Voor een optimaal gebruik van je elleboogkrukken volg je de onderstaande instructies. Je arts geeft aan in hoeverre je jouw geblesseerde been of voet mag belasten bij het lopen met krukken. Daarom maken we onderscheid tussen onbelast en gedeeltelijk belast lopen. Ons advies: loop zo min mogelijk!

Afstellen

Voordat je de elleboogkrukken gaat gebruiken, moet je de handgreep en de bovenarmmanchet goed afstellen.

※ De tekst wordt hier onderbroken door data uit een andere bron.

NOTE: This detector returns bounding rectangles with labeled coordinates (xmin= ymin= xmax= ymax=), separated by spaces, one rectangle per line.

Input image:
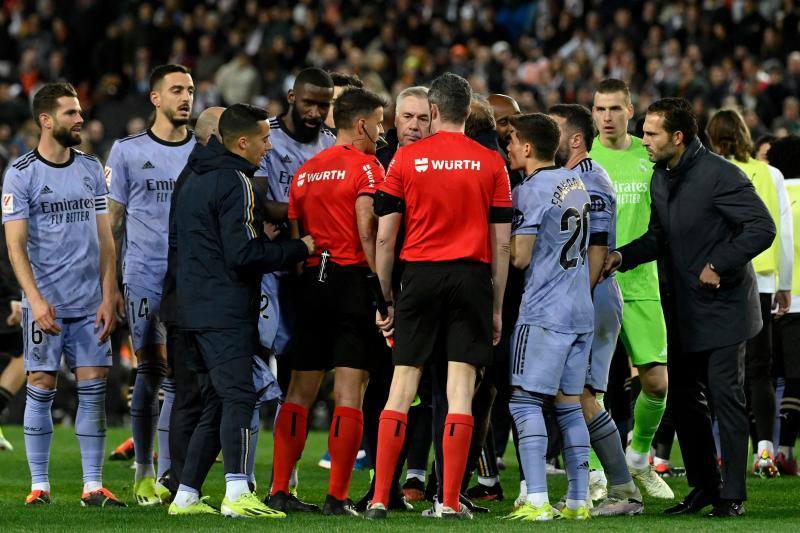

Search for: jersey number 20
xmin=558 ymin=204 xmax=589 ymax=270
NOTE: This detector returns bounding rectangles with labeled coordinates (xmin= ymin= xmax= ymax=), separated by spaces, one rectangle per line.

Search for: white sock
xmin=625 ymin=446 xmax=650 ymax=470
xmin=526 ymin=492 xmax=550 ymax=507
xmin=478 ymin=476 xmax=499 ymax=487
xmin=134 ymin=463 xmax=156 ymax=481
xmin=758 ymin=440 xmax=775 ymax=457
xmin=31 ymin=482 xmax=50 ymax=492
xmin=778 ymin=446 xmax=794 ymax=461
xmin=83 ymin=481 xmax=103 ymax=493
xmin=567 ymin=498 xmax=586 ymax=511
xmin=225 ymin=479 xmax=250 ymax=502
xmin=172 ymin=490 xmax=199 ymax=509
xmin=406 ymin=469 xmax=427 ymax=483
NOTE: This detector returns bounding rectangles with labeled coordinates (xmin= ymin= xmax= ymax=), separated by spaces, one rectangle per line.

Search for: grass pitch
xmin=0 ymin=426 xmax=800 ymax=533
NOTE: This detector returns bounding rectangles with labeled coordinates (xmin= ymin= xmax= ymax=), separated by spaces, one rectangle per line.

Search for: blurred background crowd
xmin=0 ymin=0 xmax=800 ymax=169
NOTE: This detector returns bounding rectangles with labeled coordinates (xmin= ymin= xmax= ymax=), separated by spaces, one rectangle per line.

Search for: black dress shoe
xmin=708 ymin=500 xmax=744 ymax=518
xmin=664 ymin=488 xmax=718 ymax=515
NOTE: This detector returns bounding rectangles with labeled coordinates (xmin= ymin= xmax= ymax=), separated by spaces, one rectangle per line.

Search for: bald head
xmin=489 ymin=94 xmax=519 ymax=146
xmin=194 ymin=107 xmax=225 ymax=144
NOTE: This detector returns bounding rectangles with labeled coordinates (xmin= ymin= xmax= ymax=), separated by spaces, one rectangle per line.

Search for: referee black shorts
xmin=289 ymin=263 xmax=389 ymax=371
xmin=394 ymin=261 xmax=493 ymax=367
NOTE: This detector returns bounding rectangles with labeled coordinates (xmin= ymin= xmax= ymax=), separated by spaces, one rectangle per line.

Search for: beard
xmin=164 ymin=109 xmax=189 ymax=128
xmin=290 ymin=106 xmax=322 ymax=142
xmin=53 ymin=126 xmax=81 ymax=148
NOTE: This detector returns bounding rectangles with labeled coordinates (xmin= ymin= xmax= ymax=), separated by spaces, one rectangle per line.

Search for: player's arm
xmin=94 ymin=214 xmax=119 ymax=342
xmin=5 ymin=219 xmax=61 ymax=335
xmin=511 ymin=234 xmax=536 ymax=270
xmin=356 ymin=194 xmax=378 ymax=272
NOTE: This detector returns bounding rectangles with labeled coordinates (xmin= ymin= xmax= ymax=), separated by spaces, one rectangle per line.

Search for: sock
xmin=157 ymin=378 xmax=175 ymax=479
xmin=556 ymin=402 xmax=589 ymax=502
xmin=75 ymin=379 xmax=106 ymax=486
xmin=0 ymin=387 xmax=14 ymax=415
xmin=406 ymin=468 xmax=427 ymax=483
xmin=270 ymin=402 xmax=308 ymax=494
xmin=172 ymin=485 xmax=200 ymax=509
xmin=23 ymin=384 xmax=56 ymax=492
xmin=247 ymin=405 xmax=261 ymax=485
xmin=225 ymin=472 xmax=250 ymax=502
xmin=631 ymin=391 xmax=667 ymax=455
xmin=372 ymin=409 xmax=408 ymax=508
xmin=131 ymin=361 xmax=167 ymax=481
xmin=758 ymin=440 xmax=775 ymax=457
xmin=508 ymin=390 xmax=547 ymax=496
xmin=587 ymin=410 xmax=631 ymax=486
xmin=328 ymin=406 xmax=364 ymax=500
xmin=442 ymin=413 xmax=475 ymax=511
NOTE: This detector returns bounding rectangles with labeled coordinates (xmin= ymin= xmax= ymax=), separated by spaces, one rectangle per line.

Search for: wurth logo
xmin=414 ymin=157 xmax=481 ymax=172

  • Handgreep: laat je arm ontspannen hangen en stel de handgreep in op polshoogte.
  • Bovenarmmanchet: stel de manchet in net onder het ellebooggewricht.

Onbelast lopen

Onbelast lopen betekent dat je jouw geblesseerde been of voet niet mag gebruiken om op te lopen of te steunen. Dit helpt bij een voorspoedig herstel, dus houd je hier goed aan. Een handige tip: draag geen schoen aan je geblesseerde been of voet en kies voor een platte, comfortabele schoen aan je gezonde been of voet.

Lopen

  1. Zet je gewicht op je gezonde been of voet en houd je geblesseerde been volledig los van de grond met je knie iets gebogen.
  2. Plaats beide krukken een stukje naar voren, niet te ver uit elkaar (ongeveer op schouderbreedte).
  3. Steun zoveel mogelijk op de handgrepen en maak een klein sprongetje vooruit, tussen de twee krukken.
  4. Herhaal vanaf stap 1.

Als dit goed lukt, kun je de sprong vergroten tot voorbij de krukken.

Zitten: gaan zitten

  1. Kies bij voorkeur een hoge stoel met lange armleuningen.
  2. Ga dicht tegen de stoel staan, totdat je met beide knieholtes de stoel voelt.
  3. Pak de leuning aan de gezonde zijde vast (laat eventueel een kruk aanreiken), en daarna de andere leuning.
  4. Houd je geblesseerde voet naar voren en van de grond.

Zitten: gaan staan

  1. Plaats je gezonde been of voet onder de stoel en je geblesseerde been naar voren.
  2. Steun met beide handen op de armleuningen en buig je romp voorover. Houd de krukken als armbanden om je pols.
  3. Ga eerst staan met gebogen romp en strek daarna je rug.
  4. Steun nu op de elleboogkrukken.

Traplopen

Onbelast traplopen betekent met je gezonde been of voet naar boven of beneden springen. Zorg altijd voor steun aan de trapleuning en gebruik één elleboogkruk. Let goed op dat je de kruk stevig neerzet en niet vlakbij het randje van de trede!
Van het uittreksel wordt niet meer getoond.